Telstra is also at the forefront in the burgeoning world of e-commerce - the buying and selling of goods and services over the internet - and is actively developing e-commerce solutions in many industries, cutting down on administrative costs and allowing businesses to operate in areas in which it was previously cost prohibitive to do so. Industries already benefiting from Telstra’s efforts include sporting clubs, stockbrokers, agribusinesses, pharmaceutical wholesalers and the health care profession.  

Telstra takes its responsibilities as a major corportate citizen seriously. The company actively supports initiatives like LifeLine and LandCare among many others. The company also has one of the country’s most active volunteer staff organisations which supports community initiatives such as Clean Up Australia and The Smith Family.

As Team Millenium Partner and Telecommunications Supplier to the Sydney 2000 Olympic Games and Worldwide Sponsor of the Sydney 2000 Paralympic Games, Telstra has the perfect stage for showing the world what Australians can do.

But support for Australian sport begins long before Olympic levels, with sponsorship of swimming through the Telstra Dolphins, weight lifting via the Telstra Titans and Australian women’s hockey through the Telstra Hockeyroos, providing support to these sports from grass roots levels through to the elite.
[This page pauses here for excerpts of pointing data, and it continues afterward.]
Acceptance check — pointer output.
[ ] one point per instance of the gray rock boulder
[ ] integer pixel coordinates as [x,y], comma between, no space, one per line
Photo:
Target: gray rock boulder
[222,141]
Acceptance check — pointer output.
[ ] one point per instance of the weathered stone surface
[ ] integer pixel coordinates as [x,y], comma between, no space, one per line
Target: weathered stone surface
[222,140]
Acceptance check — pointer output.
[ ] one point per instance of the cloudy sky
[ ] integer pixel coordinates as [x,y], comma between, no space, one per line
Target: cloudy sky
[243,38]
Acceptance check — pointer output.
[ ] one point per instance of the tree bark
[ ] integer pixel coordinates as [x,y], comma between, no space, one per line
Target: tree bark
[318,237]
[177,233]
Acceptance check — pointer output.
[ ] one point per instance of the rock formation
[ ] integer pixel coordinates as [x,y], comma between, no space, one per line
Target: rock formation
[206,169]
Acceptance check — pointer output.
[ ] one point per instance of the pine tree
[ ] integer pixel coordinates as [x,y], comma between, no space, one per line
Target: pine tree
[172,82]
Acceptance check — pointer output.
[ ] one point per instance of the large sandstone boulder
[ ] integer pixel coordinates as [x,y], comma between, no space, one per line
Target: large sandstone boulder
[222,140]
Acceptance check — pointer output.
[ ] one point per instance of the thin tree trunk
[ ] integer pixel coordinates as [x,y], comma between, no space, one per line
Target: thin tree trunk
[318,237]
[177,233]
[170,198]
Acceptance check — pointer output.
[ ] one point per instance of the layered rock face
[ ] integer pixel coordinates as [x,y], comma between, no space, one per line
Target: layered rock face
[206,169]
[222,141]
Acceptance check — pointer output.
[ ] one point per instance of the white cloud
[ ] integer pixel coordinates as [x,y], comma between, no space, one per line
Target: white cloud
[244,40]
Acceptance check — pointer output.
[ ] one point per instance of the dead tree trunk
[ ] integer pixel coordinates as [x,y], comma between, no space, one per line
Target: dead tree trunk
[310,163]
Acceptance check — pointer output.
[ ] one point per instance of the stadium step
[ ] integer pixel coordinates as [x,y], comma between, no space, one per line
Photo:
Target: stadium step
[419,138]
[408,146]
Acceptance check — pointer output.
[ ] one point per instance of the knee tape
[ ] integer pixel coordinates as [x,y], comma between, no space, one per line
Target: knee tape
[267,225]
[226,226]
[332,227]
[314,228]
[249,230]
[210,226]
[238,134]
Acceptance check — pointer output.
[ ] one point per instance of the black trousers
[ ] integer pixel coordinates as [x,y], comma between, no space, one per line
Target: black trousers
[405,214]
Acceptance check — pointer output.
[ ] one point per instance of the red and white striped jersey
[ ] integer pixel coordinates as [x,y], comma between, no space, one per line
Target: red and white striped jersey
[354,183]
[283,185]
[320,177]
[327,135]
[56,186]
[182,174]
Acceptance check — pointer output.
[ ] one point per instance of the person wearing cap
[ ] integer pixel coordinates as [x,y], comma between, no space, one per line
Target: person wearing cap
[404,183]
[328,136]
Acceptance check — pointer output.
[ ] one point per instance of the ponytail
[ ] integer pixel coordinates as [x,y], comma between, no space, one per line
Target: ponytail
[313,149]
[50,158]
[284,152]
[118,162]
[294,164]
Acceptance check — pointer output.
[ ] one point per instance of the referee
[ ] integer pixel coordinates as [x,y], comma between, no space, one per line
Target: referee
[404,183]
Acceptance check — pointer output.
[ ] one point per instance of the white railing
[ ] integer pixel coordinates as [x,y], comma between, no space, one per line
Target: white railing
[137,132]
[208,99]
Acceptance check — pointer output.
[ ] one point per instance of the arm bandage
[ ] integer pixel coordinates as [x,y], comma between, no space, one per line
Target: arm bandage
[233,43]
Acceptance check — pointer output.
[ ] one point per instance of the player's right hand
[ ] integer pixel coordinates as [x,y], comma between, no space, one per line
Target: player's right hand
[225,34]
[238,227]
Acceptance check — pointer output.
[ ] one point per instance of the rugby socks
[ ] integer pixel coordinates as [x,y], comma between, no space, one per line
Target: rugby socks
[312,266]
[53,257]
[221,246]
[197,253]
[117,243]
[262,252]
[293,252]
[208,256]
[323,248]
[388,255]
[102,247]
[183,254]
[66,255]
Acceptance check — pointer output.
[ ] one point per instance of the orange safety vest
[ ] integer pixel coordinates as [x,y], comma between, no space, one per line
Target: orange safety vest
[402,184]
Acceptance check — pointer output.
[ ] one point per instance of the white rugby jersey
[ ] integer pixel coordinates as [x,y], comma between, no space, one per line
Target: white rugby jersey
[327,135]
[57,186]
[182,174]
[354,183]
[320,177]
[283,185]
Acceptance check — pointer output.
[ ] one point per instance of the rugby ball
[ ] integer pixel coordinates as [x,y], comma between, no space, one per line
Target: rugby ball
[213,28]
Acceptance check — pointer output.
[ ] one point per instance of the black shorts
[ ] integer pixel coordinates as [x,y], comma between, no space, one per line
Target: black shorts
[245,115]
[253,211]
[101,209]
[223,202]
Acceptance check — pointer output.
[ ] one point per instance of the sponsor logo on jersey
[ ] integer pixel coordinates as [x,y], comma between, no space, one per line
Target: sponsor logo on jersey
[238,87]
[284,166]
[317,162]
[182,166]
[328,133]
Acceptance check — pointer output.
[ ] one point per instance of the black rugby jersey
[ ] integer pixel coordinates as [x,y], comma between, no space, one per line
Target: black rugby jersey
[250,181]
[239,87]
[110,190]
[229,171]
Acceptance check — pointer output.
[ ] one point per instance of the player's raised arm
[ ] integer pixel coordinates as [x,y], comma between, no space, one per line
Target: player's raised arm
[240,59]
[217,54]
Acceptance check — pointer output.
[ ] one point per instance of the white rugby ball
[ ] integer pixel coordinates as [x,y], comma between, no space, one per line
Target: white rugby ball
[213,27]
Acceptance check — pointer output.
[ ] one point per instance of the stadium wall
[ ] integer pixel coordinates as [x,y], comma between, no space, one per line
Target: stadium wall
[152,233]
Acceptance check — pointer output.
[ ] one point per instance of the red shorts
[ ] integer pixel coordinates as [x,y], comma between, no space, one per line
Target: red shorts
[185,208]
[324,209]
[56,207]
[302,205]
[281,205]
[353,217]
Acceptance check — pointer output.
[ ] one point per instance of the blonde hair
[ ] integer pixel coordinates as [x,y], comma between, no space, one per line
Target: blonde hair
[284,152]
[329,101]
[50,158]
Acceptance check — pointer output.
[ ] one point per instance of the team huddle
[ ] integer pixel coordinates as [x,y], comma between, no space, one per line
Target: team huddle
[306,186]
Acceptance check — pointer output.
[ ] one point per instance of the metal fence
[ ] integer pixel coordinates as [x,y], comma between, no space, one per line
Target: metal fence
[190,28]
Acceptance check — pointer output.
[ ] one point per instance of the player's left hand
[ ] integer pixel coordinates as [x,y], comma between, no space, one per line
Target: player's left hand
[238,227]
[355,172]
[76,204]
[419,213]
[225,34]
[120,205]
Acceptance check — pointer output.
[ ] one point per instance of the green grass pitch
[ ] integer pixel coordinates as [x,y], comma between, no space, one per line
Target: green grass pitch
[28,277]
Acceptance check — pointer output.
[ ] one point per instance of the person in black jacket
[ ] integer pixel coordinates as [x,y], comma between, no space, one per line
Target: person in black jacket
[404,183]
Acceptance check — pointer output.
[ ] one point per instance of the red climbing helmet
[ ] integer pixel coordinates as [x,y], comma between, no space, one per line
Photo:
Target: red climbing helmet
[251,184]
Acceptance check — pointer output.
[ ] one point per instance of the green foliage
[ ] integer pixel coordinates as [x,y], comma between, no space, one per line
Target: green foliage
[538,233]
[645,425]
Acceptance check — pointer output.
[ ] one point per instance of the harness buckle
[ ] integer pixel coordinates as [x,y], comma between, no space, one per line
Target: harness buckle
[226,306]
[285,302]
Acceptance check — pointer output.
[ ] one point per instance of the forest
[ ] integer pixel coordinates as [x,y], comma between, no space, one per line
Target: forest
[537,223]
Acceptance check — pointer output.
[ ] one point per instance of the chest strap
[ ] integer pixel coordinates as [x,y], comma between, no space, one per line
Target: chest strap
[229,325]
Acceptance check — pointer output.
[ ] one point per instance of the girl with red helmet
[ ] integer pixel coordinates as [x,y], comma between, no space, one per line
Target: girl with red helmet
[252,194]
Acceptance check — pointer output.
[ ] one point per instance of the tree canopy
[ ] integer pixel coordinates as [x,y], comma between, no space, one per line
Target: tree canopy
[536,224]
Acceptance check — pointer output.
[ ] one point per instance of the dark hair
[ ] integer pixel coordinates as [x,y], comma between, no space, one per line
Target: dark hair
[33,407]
In readiness for the 2000 Games, Telstra is building one of the largest, fastest and most sophisticated Olympic communications networks the world has ever seen - Telstra’s Millennium Network. The Australian network contains over 1.5 million kilometres of optic fibre cable (enough to circle the world 37 times) and will deliver the spectacle of the 2000 Games to a potential audience of more than four billion people. The benefits will be felt in Australia long after the closing ceremony.

Telstra is also aiming to ensure that young Australians develop the right on-line skills with the technological demands of the new millennium via its Special Skills Forum. Launched in 1995, Telstra’s $3 million Learn ITTM program was created to help students leave school with the technological literacy which has now become essential no matter what vocation they choose. This money has been used in a variety of ways, including the provision of computers, modems, lines and Internet access to schools, along with free educational material for primary, secondary and tertiary students on a vast range of telecommunications subjects.  

As Australia’s most advertised brand, Telstra uses every medium of mass communication to showcase its plethora of products and services.

In recent years, Telstra has faced up to the reality that it needed to find a way of communicating so many disparate product stories while delivering a coherent brand message. The result of those efforts is the notion of ‘Making Life Easier’TM, a promise that goes way beyond merely being an advertising slogan, and has helped redefine the very culture of the company.

Warm, human and empathetic, while still being pragmatic. A company you can trust to make life easier.  


         TELSTRA

   
  In the Asia Pacific region alone, more than 200 multinational corporations have chosen Telstra to provide their telecommunications needs.  
  Telstra is ranked in the top ten global telecommunications companies.  
  More than a million Australians now own shares in Telstra, and well over half of these are small shareholders.  
  Demand for traditional voice servcies is greater than ever, with 2.7 basic access lines into businesses and 6.9 million lines into our homes.  
  Telstra is Team Millenium Partner and Official Telecommunications Supplier to the Sydney 2000 Olympic Games and Worldwide Sponsor of the Sydney 2000 Paralympic Games.